Bug 1479522

Summary: [10.2.7-31.el7cp] osd set recovery delete tests failing
Product: [Red Hat Storage] Red Hat Ceph Storage Reporter: Vasu Kulkarni <vakulkar>
Component: RADOSAssignee: Vasu Kulkarni <vakulkar>
Status: CLOSED NOTABUG QA Contact: ceph-qe-bugs <ceph-qe-bugs>
Severity: medium Docs Contact:
Priority: unspecified    
Version: 2.4CC: ceph-eng-bugs, dzafman, gfarnum, kchai
Target Milestone: rc   
Target Release: 3.0   
Hardware: Unspecified   
OS: Unspecified   
Whiteboard:
Fixed In Version: Doc Type: If docs needed, set a value
Doc Text:
Story Points: ---
Clone Of: Environment:
Last Closed: 2017-08-08 21:04:44 UTC Type: Bug
Regression: --- Mount Type: ---
Documentation: --- CRM:
Verified Versions: Category: ---
oVirt Team: --- RHEL 7.3 requirements from Atomic Host:
Cloudforms Team: --- Target Upstream Version:
Embargoed:

Description Vasu Kulkarni 2017-08-08 17:18:43 UTC
Description of problem:

I have cherry picked the following recovery test to be run on RHCeph 2.4
https://github.com/jdurgin/ceph/commit/205c45ff09858e6fc2046c8627abf08a2a2dee20

but for some reason, the test facet is failing wherever that yaml occurs, Not sure if the build has fixes.

Logs:

http://magna002.ceph.redhat.com/vasu-2017-08-07_16:34:45-rados:thrash-jewel---basic-multi/271477/teuthology.log

2017-08-07T18:14:14.803 INFO:teuthology.orchestra.run.pluto002:Running: 'adjust-ulimits ceph-coverage /home/ubuntu/cephtest/archive/coverage ceph --cluster ceph health'
2017-08-07T18:14:15.015 INFO:teuthology.misc.health.pluto002.stdout:HEALTH_WARN 54 pgs degraded; 4 pgs stale; 12 pgs stuck unclean; 54 pgs undersized; pool rbd pg_num 204 > pgp_num 154; 1/6 in osds are down; mon.a has mon_osd_down_out_interval set to 0
2017-08-07T18:14:15.016 DEBUG:teuthology.misc:Ceph health: HEALTH_WARN 54 pgs degraded; 4 pgs stale; 12 pgs stuck unclean; 54 pgs undersized; pool rbd pg_num 204 > pgp_num 154; 1/6 in osds are down; mon.a has mon_osd_down_out_interval set to 0

Comment 2 Greg Farnum 2017-08-08 20:34:08 UTC
This appears to be a test configuration issue. It is continuing to thrash the cluster configuration (OSDs up/down, pg num, etc) but then times out because the cluster has not gone clean 15 minutes after other work has ceased.

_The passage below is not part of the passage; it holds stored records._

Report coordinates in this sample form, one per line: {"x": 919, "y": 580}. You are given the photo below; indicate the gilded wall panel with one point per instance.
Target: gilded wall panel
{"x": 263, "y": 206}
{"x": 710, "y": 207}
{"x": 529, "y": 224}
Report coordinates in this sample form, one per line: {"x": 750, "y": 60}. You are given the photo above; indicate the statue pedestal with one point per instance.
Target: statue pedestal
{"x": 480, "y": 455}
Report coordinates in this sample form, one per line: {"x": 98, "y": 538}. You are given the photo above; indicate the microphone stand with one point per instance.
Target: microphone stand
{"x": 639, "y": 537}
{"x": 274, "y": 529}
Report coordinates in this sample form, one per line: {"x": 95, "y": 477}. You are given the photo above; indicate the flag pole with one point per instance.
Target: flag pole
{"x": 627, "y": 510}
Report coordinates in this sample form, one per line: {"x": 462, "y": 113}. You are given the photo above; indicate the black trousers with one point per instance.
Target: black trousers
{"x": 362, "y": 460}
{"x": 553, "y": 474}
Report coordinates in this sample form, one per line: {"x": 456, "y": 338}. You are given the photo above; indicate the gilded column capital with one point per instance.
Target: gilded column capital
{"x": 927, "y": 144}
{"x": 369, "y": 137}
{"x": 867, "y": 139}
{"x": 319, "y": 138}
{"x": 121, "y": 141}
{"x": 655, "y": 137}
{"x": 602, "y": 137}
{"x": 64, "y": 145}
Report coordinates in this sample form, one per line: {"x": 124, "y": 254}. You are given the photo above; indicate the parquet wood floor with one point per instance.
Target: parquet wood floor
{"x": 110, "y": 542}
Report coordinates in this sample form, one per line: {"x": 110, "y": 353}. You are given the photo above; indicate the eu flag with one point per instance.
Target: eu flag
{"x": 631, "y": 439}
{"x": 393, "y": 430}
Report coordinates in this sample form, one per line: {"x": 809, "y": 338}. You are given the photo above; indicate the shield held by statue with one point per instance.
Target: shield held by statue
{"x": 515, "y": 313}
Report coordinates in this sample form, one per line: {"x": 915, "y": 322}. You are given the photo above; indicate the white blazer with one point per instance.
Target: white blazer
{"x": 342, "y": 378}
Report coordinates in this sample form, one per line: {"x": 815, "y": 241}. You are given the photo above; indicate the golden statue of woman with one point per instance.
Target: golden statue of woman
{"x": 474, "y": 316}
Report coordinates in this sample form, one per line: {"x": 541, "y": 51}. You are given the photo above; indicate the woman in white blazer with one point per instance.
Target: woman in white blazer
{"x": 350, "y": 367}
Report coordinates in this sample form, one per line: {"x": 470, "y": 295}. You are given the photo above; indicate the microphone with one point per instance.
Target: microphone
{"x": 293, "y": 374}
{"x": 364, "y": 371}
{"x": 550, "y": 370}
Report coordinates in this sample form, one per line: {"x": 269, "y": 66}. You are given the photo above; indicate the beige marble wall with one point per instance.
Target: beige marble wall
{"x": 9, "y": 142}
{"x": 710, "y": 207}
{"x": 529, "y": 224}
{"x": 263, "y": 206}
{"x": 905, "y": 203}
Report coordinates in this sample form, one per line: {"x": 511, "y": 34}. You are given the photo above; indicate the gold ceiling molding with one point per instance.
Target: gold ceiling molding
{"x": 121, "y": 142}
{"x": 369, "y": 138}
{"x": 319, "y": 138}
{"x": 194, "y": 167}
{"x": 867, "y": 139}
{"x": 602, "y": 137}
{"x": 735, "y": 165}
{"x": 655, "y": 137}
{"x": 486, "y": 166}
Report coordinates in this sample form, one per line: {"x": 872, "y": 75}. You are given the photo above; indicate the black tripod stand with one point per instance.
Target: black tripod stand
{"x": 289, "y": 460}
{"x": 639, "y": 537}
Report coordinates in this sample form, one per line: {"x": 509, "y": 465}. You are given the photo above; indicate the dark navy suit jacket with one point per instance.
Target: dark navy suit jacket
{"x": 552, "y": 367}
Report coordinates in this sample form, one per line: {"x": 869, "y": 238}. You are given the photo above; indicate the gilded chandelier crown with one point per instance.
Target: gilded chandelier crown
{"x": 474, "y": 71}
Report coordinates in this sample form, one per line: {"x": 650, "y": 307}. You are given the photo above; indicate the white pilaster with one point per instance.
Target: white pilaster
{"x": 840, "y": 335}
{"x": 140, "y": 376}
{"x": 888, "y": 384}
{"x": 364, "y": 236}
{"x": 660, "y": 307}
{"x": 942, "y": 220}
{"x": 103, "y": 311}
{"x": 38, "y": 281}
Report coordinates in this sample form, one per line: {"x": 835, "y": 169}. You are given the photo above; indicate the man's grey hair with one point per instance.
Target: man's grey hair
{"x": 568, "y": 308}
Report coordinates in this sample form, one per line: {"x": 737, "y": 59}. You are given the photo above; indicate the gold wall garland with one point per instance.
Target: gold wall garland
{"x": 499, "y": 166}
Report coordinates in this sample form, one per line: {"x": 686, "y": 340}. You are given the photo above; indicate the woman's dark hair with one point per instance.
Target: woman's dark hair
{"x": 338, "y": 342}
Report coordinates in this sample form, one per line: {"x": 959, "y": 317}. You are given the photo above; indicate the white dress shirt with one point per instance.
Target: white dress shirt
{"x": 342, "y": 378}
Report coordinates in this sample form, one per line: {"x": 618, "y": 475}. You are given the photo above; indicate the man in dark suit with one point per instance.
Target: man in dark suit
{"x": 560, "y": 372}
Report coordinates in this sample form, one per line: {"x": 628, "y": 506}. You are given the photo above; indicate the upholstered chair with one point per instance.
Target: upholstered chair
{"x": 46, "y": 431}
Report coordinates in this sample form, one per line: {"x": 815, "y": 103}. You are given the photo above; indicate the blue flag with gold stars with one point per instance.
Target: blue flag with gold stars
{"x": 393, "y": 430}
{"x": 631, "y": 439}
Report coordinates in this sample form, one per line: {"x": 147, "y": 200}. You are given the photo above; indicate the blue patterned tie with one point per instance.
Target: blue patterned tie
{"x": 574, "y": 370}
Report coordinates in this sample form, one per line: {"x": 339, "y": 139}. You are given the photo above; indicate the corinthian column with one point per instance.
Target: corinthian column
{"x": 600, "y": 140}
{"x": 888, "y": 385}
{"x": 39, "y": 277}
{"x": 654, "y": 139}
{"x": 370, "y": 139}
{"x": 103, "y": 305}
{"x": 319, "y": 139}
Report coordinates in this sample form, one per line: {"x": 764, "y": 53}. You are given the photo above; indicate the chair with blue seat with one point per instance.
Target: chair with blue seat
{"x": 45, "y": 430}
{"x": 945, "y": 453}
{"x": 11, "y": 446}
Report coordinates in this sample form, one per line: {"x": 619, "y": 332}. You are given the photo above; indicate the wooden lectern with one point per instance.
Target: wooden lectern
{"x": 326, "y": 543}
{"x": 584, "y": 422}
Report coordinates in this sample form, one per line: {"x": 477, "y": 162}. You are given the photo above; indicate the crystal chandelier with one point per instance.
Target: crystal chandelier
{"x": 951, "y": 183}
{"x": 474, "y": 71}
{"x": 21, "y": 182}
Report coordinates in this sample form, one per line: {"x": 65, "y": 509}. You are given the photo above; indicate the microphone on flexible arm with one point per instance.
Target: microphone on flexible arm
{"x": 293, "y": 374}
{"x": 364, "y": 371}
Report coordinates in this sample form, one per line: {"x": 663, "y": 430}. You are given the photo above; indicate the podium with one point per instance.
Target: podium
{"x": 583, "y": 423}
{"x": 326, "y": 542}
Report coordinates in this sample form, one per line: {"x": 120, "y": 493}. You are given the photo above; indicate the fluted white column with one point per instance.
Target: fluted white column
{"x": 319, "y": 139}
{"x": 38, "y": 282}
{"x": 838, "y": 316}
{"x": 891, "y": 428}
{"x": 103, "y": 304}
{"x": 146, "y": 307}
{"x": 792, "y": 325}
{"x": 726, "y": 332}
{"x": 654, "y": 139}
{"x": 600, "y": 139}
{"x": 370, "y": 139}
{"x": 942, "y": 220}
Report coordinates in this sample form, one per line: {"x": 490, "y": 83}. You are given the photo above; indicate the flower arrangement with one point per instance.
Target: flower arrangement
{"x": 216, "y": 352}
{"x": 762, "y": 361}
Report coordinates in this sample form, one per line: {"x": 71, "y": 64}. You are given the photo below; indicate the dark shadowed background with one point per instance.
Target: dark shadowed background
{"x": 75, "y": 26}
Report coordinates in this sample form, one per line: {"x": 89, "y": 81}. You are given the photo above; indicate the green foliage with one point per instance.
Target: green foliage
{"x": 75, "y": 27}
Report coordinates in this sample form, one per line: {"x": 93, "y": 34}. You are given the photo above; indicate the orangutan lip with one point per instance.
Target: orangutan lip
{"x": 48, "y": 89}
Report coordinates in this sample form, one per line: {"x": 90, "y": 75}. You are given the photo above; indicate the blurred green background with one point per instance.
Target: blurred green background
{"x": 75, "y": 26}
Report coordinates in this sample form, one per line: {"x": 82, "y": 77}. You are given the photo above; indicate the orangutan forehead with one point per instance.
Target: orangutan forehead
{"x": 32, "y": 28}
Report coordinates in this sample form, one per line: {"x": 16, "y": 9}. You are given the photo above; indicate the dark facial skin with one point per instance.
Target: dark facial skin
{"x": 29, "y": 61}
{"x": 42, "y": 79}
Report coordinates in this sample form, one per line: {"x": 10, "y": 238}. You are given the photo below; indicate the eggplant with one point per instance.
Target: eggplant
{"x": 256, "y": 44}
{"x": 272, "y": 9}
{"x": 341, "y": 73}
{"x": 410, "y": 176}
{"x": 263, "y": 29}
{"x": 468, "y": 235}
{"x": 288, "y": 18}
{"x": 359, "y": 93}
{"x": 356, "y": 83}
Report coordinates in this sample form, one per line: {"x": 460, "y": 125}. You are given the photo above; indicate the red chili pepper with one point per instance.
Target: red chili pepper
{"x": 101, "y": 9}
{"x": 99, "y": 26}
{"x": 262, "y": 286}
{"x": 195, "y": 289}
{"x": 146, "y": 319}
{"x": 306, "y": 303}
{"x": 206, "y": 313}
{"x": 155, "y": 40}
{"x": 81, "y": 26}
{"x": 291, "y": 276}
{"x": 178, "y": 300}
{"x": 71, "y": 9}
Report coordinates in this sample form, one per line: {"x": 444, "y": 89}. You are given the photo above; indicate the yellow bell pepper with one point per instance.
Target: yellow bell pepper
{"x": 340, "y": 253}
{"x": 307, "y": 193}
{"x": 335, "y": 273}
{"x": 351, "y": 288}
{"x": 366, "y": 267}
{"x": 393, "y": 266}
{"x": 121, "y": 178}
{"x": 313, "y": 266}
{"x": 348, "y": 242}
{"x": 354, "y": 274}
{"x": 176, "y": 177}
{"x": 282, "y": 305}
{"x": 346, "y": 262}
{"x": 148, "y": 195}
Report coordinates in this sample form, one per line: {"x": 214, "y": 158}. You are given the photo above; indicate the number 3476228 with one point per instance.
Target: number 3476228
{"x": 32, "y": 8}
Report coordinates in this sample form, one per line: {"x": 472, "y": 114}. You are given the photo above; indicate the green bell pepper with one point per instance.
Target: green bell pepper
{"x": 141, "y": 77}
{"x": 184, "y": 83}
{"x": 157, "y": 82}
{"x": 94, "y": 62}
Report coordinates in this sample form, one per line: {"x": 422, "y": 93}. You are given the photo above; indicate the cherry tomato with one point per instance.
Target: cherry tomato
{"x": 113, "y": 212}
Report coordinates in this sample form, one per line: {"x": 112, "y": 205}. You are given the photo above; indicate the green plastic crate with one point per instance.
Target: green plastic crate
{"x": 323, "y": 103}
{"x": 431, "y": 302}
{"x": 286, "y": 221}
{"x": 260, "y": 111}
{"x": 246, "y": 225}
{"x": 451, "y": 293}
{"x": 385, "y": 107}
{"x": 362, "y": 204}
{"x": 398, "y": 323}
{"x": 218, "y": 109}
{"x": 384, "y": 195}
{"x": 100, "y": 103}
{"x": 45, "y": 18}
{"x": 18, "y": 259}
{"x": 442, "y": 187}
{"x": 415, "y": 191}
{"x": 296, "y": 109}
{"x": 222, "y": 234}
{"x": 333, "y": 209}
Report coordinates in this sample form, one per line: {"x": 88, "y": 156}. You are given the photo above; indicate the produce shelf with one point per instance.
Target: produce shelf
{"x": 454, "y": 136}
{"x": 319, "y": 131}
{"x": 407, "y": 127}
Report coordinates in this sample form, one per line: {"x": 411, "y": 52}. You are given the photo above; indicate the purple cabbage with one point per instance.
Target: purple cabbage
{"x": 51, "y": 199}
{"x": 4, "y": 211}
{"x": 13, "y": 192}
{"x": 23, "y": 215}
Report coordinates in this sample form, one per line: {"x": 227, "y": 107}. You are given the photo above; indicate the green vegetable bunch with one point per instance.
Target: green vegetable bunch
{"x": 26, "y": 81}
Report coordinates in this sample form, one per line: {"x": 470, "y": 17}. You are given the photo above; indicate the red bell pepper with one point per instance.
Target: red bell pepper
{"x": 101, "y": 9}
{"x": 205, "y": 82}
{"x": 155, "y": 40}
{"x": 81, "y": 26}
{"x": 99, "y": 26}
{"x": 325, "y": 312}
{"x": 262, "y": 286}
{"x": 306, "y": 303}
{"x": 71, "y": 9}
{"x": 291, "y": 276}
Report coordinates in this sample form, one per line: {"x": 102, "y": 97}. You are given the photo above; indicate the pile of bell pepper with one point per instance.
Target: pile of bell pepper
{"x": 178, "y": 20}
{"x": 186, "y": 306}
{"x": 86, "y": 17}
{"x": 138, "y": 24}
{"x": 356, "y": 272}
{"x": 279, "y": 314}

If I compare the config.yaml of an upstream run against the downstream, they look very different. On upstream the thrash_osds segment is near the end of the config (which indicates the order the tasks are processed in); on downstream the full_sequential_finally stanza follows it. (Their order is inverted.)

Compare http://qa-proxy.ceph.com/teuthology/jcollin-2017-08-08_02:40:19-rados-wip-jcollin-testing_08-08-2017-distro-basic-smithi/1494927/config.yaml and http://magna002.ceph.redhat.com/vasu-2017-08-07_16:34:45-rados:thrash-jewel---basic-multi/271477/config.yaml

So it looks to me like downstream teuthology has a broken implementation of this task. I'd look into that. :)

Comment 3 Greg Farnum 2017-08-08 20:35:18 UTC
Or possibly it's just the config file is broken, I just realized you were pointing at an upstream config so I don't know what the downstream fragment really looks like.

Comment 4 Vasu Kulkarni 2017-08-08 21:04:44 UTC
Thanks Greg for your help,  The cherry pick applied caused the task to appear after thrash, I will fix that and rerun.